You won't get around StateT, because for this nondeterminism stuff the compiler needs to know always which “variables” need to be branched out. This is not possible when the variables could be anywhere lurking as STRefs.

To still get “multiple variables of different types”, you'll need to pack them in a suitable record and use that as the single actual state variable. Seems awkward to deal with such a state object? Well, it's not that bad when using lenses to access the “individual variables”.

{-# LANGUAGE TemplateHaskell #-}

import Control.Lens
import Data.Monoid

import Control.Monad.Trans.State
import Control.Monad.ListT
import Control.Monad.Trans.Class
import Control.Monad.IO.Class

data Stobjs = Stobjs {
    _x :: Int
  , _y :: String
  }

makeLenses ''Stobjs

main = runListT . (`runStateT`Stobjs 10 "") $ do
   δx <- lift $ return 1 <> return 2 <> return 3
   xnow <- x <+= δx
   y .= show xnow
   if xnow > 11 then liftIO . putStrLn =<< use y
                else lift mempty

(outputs 12).

“Able to instantiate them at will” is a bit more tricky, because adding variables is only possible through changing the state object, which means you'll not really be in the same monad anymore.

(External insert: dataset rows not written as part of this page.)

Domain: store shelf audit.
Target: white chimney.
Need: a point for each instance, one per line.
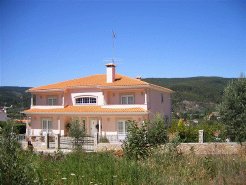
(110, 72)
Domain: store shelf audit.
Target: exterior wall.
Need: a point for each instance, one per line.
(114, 97)
(71, 94)
(42, 99)
(108, 123)
(36, 124)
(157, 106)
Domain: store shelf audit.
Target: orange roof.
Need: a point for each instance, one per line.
(98, 80)
(85, 110)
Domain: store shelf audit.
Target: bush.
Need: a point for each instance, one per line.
(213, 131)
(136, 146)
(15, 167)
(142, 138)
(232, 110)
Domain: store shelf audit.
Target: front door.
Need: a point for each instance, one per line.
(93, 126)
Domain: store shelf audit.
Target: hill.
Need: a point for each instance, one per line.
(195, 94)
(15, 96)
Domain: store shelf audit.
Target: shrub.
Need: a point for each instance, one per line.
(136, 146)
(213, 131)
(14, 163)
(142, 138)
(232, 109)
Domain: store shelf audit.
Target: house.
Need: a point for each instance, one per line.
(102, 103)
(3, 114)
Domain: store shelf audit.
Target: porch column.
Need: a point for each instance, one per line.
(100, 129)
(145, 97)
(59, 125)
(31, 100)
(63, 100)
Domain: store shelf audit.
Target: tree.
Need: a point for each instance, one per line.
(15, 167)
(233, 109)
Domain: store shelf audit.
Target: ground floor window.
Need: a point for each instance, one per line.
(122, 127)
(46, 125)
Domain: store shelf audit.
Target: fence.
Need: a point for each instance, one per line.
(112, 138)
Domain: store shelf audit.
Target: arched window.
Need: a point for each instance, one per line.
(85, 100)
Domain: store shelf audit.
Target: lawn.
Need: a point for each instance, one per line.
(160, 168)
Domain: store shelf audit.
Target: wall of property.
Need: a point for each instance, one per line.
(157, 106)
(114, 97)
(70, 95)
(42, 99)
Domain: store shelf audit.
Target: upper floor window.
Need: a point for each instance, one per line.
(127, 99)
(85, 100)
(52, 100)
(46, 125)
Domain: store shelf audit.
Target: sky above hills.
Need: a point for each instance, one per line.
(43, 42)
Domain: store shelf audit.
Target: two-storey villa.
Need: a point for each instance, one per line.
(102, 103)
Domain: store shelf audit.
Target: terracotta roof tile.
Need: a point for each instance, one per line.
(94, 80)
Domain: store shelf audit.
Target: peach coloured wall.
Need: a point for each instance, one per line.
(156, 106)
(36, 121)
(113, 97)
(108, 122)
(68, 94)
(42, 99)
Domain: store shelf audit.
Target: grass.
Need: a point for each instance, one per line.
(160, 168)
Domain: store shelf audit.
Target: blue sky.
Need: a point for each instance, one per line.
(43, 42)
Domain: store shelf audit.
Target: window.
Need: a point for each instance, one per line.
(46, 125)
(52, 101)
(127, 99)
(121, 127)
(85, 100)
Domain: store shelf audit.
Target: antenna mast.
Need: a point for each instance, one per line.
(113, 40)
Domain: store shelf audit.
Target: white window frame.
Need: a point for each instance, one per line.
(127, 99)
(124, 127)
(52, 100)
(46, 124)
(83, 102)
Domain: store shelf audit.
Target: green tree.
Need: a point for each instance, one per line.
(233, 109)
(15, 167)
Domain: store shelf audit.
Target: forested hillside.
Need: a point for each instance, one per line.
(196, 94)
(15, 96)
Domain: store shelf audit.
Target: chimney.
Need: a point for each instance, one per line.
(110, 72)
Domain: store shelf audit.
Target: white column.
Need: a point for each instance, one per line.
(63, 100)
(200, 136)
(32, 100)
(99, 124)
(59, 125)
(145, 97)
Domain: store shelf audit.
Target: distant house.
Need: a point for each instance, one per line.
(3, 115)
(102, 103)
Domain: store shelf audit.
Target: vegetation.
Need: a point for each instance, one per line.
(197, 95)
(15, 167)
(233, 109)
(17, 97)
(141, 139)
(160, 168)
(214, 131)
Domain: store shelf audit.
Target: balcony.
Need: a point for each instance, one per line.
(47, 106)
(122, 106)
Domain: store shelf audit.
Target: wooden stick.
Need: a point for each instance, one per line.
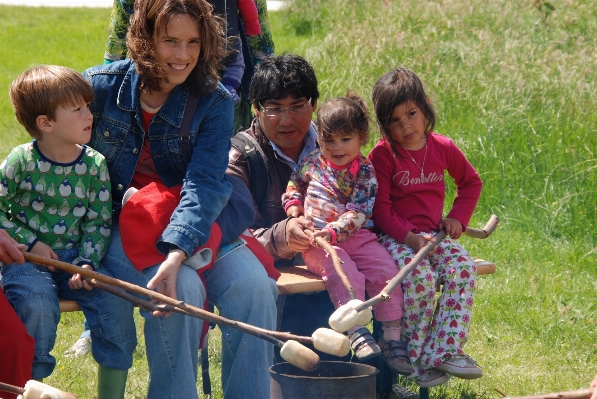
(153, 295)
(384, 295)
(274, 337)
(486, 231)
(578, 394)
(11, 388)
(336, 261)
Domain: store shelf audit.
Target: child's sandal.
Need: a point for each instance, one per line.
(363, 344)
(396, 356)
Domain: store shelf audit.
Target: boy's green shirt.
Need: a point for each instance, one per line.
(61, 205)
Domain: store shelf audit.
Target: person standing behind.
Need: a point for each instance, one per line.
(176, 47)
(17, 346)
(55, 198)
(335, 188)
(410, 161)
(250, 41)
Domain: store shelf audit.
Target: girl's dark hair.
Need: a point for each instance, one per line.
(150, 16)
(343, 116)
(394, 88)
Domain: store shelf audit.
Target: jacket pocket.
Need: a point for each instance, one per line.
(108, 137)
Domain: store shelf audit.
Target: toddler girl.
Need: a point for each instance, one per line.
(410, 161)
(335, 188)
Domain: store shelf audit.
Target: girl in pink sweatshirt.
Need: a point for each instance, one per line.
(410, 161)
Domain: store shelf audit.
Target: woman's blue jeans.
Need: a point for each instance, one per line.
(241, 290)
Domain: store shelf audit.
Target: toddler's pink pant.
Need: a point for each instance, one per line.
(367, 265)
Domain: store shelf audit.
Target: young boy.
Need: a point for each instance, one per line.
(55, 199)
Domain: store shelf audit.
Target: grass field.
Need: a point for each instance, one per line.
(514, 84)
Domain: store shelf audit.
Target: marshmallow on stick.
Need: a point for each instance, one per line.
(38, 390)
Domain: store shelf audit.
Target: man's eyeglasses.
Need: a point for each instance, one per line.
(279, 111)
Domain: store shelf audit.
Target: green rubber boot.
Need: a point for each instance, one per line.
(111, 383)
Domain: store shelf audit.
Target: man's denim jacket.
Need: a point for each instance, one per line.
(118, 135)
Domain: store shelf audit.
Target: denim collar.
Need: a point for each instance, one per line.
(129, 98)
(310, 142)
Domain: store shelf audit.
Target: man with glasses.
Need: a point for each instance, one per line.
(284, 96)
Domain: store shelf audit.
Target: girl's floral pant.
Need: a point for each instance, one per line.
(435, 328)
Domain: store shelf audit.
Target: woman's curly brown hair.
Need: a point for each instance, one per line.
(150, 17)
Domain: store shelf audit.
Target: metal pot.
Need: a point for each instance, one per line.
(331, 380)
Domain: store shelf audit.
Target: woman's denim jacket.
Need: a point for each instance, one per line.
(118, 135)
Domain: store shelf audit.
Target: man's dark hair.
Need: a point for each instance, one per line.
(279, 77)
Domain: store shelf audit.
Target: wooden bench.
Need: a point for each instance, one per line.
(296, 280)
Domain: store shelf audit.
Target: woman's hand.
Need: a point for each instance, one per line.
(164, 280)
(324, 233)
(10, 250)
(452, 226)
(295, 234)
(76, 282)
(295, 211)
(418, 241)
(42, 249)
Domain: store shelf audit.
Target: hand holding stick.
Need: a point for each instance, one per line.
(335, 260)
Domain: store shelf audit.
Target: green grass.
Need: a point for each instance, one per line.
(514, 86)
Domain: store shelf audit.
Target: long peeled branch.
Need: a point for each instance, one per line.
(304, 357)
(384, 295)
(578, 394)
(35, 390)
(335, 260)
(11, 388)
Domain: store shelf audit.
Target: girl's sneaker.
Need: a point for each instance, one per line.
(363, 344)
(432, 378)
(461, 366)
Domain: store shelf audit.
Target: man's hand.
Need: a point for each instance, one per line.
(164, 280)
(324, 233)
(42, 249)
(10, 250)
(418, 241)
(77, 282)
(452, 226)
(295, 236)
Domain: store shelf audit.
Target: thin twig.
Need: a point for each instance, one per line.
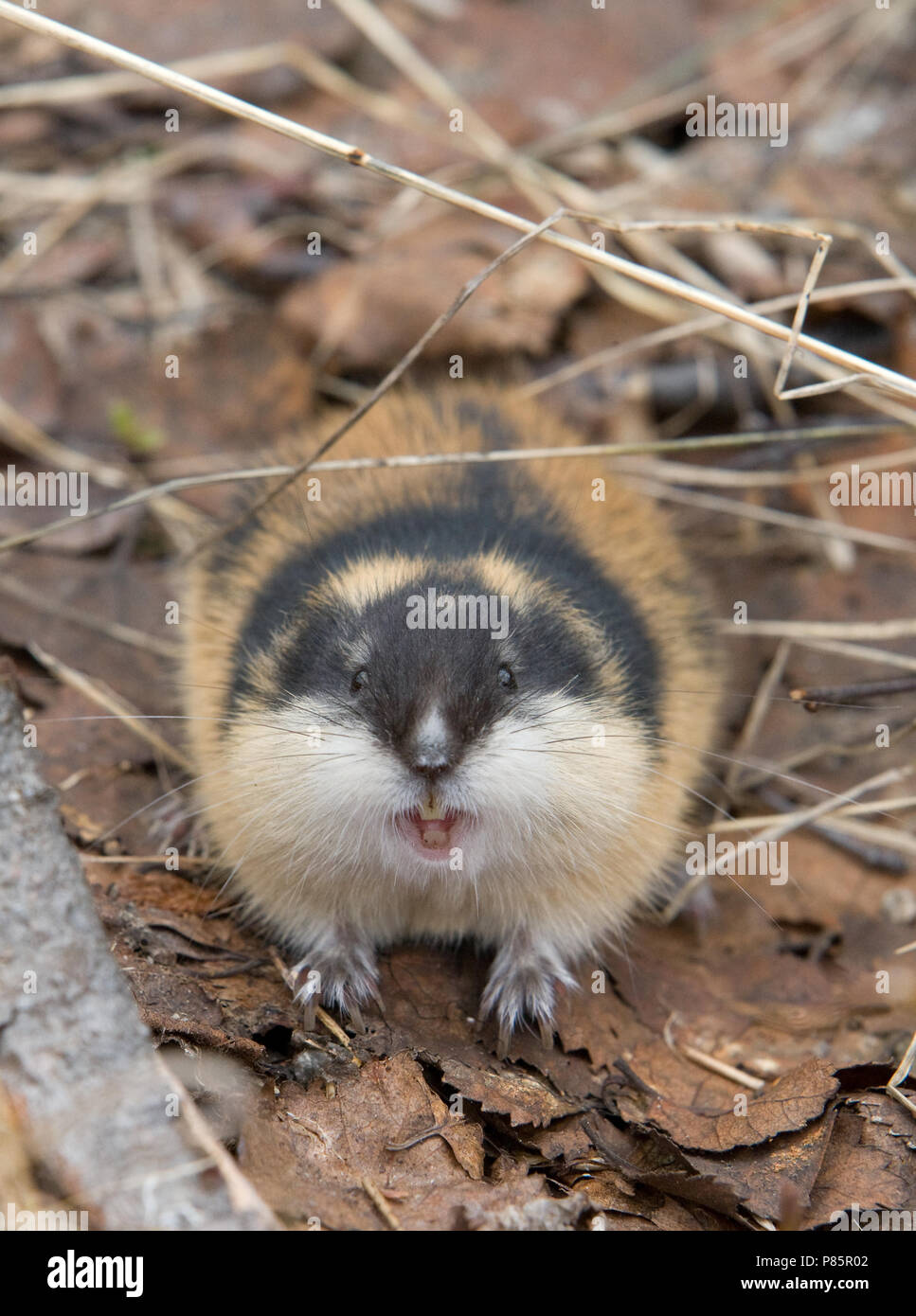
(665, 283)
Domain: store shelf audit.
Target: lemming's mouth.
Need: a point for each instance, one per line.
(432, 830)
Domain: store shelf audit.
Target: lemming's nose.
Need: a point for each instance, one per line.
(432, 748)
(432, 763)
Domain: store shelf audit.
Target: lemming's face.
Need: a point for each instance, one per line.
(442, 732)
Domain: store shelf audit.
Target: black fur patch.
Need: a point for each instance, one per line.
(462, 667)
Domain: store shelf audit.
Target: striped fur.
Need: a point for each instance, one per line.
(568, 745)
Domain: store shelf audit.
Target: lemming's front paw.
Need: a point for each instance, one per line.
(342, 982)
(523, 986)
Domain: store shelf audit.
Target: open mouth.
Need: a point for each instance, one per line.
(432, 830)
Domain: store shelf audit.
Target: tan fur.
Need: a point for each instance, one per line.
(584, 891)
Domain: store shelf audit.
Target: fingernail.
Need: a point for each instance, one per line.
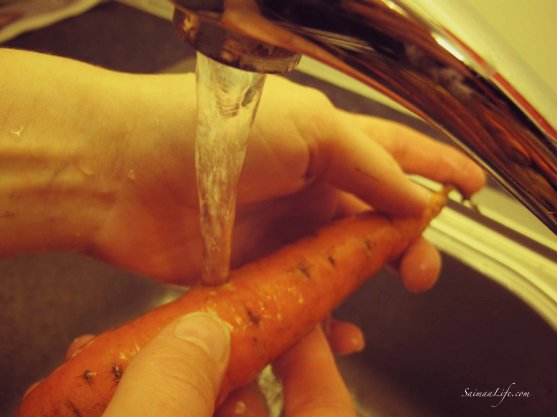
(206, 331)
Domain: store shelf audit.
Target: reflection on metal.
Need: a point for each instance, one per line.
(525, 272)
(402, 53)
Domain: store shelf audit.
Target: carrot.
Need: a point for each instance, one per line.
(269, 304)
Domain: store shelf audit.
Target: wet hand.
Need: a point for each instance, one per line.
(307, 163)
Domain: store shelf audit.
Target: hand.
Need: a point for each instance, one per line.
(312, 385)
(306, 163)
(116, 180)
(179, 372)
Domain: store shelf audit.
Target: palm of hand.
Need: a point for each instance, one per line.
(304, 157)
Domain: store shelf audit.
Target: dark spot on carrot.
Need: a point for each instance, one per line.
(88, 375)
(254, 318)
(369, 246)
(117, 371)
(304, 268)
(73, 408)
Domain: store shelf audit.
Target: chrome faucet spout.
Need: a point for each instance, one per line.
(396, 48)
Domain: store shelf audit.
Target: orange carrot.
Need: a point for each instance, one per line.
(269, 304)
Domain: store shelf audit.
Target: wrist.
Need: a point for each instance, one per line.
(59, 172)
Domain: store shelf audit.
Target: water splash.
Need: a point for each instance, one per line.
(227, 100)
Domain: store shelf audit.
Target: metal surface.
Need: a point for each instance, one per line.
(395, 47)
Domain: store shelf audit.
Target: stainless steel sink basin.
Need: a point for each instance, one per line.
(424, 352)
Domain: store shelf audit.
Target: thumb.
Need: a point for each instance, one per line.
(178, 373)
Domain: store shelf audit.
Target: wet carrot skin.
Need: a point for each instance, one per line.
(269, 305)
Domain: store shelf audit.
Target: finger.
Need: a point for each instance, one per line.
(419, 154)
(178, 373)
(312, 384)
(420, 266)
(247, 401)
(348, 160)
(344, 337)
(31, 388)
(77, 344)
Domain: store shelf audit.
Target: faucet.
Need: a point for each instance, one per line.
(397, 48)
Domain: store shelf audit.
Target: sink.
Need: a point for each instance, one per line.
(429, 355)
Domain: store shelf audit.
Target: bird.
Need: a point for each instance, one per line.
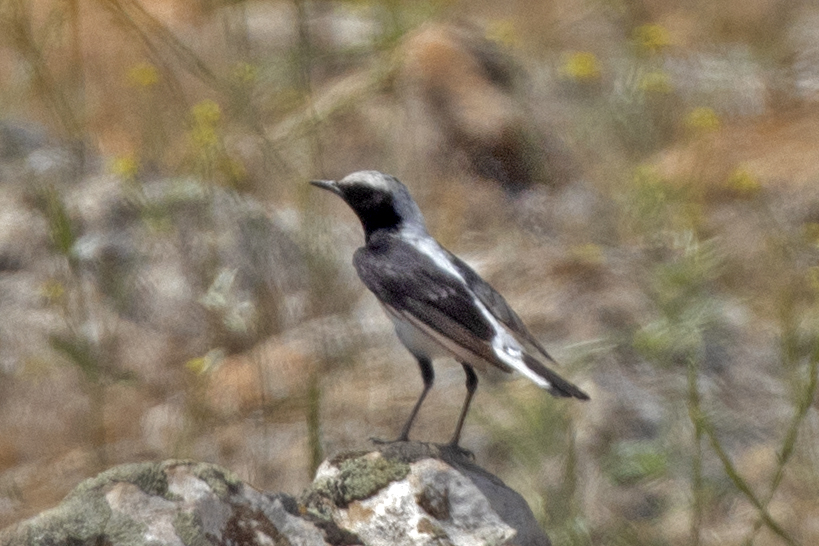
(440, 307)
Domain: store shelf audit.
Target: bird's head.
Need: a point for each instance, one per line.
(380, 201)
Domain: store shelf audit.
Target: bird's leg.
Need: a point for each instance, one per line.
(428, 375)
(471, 387)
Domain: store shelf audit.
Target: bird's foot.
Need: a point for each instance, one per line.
(382, 441)
(459, 451)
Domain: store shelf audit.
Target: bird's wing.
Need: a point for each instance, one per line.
(497, 305)
(410, 284)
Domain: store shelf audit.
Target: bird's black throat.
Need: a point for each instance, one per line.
(375, 209)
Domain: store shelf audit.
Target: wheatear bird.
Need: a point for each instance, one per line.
(439, 305)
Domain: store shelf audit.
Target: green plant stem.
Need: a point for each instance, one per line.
(695, 413)
(789, 442)
(740, 483)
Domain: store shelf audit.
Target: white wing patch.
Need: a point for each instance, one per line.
(505, 347)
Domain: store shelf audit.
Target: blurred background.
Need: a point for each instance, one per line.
(639, 178)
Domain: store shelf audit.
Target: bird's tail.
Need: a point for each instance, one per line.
(557, 386)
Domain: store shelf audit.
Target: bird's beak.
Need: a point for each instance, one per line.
(326, 185)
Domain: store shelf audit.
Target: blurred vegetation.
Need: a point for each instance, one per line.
(665, 244)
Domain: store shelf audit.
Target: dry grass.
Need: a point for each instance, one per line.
(664, 247)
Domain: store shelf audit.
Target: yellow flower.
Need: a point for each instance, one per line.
(702, 119)
(204, 136)
(581, 66)
(812, 232)
(205, 363)
(245, 73)
(206, 112)
(744, 182)
(143, 75)
(813, 277)
(52, 290)
(657, 82)
(651, 38)
(125, 166)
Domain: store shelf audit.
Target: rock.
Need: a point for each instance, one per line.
(411, 493)
(405, 493)
(171, 503)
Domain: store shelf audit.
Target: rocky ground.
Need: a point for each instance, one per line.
(640, 185)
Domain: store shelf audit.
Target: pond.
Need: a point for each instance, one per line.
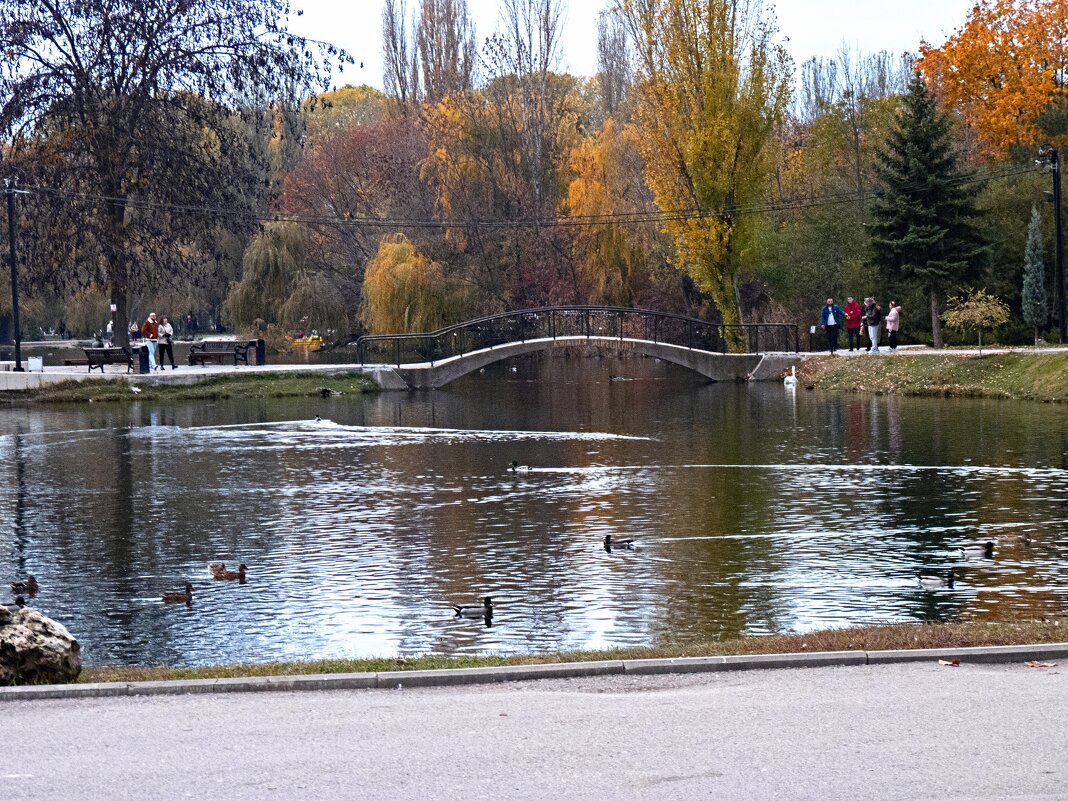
(755, 509)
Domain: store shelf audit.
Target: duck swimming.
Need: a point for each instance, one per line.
(474, 613)
(184, 597)
(978, 551)
(25, 587)
(938, 582)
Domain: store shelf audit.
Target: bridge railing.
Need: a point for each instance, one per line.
(554, 323)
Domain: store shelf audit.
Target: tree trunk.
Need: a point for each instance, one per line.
(119, 275)
(936, 322)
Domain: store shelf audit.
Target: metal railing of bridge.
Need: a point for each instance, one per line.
(553, 323)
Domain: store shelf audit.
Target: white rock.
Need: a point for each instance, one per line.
(35, 649)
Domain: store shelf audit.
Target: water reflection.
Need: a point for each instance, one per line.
(753, 509)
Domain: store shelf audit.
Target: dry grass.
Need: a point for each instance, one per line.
(1012, 376)
(870, 638)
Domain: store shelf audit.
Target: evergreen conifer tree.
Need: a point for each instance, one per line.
(924, 232)
(1036, 310)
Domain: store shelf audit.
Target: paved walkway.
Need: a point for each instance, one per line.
(907, 732)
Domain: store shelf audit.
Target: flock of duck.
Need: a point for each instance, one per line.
(484, 611)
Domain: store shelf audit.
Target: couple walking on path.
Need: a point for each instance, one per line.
(161, 335)
(870, 316)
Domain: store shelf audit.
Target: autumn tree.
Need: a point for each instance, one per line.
(924, 228)
(279, 288)
(135, 104)
(444, 38)
(1003, 69)
(406, 292)
(712, 90)
(614, 61)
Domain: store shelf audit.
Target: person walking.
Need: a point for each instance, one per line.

Lens has the notion of zooming which could be used – splitting up the state object into “scopes” and using the computations where only some of the variables are defined as zoomed in onto that scope.

To make this really convenient you'd need records that can be extended at will. I really liked Nikita Volkovs record library approach, this doesn't seem to have been advanced any further lately. Vinyl also goes in that direction, but I haven't looked into it much.

In the future, we will have the OverloadedRecordFields extension that will help with this kind of stuff.

3
leftaroundabout On

This answer not recommended, see the other one.


To expand on your idea to wrap up a StateT with a weakly-typed map of variables, this would look something like the following:

{-# LANGUAGE GADTs #-}

import Unsafe.Coerce
import Data.IntMap

data WeakTyped where
   WeakTyped :: a -> WeakTyped

newtype STT' m a = STT' { weakTypState :: StateT (IntMap WeakTyped) m a }
  deriving (Functor, Applicative, Monad)

newtype STT'Ref a = STT'Ref { mapIndex :: Int }

newSTTRef :: Monad m => a -> STT' m (STT'Ref a)
newSTTRef x = STT' $ do
   i <- (+1) . maximum . keys <$> get
   modify $ insert i x
   return $ STT'Ref i

readSTTRef :: Monad m => STT'Ref a -> STT' m a
readSTTRef (STT'Ref i) = STT' $ do
   unsafeCoerce . (!i) <$> get

I'm not convinced that this would actually be smart though. These STT'Refs aren't properly handled by the Haskell runtime, in particular state variables won't be garbage collected. Thus, if you run an action that uses newSTTRef in a loop, it will actually grow the IntMap in each iteration without ever freeing up the variables that have already gone “out of scope” (i.e. don't have any references pointing to them).

It might be possible to add an actual garbage collector to all of this, but it would make it very much more complicated.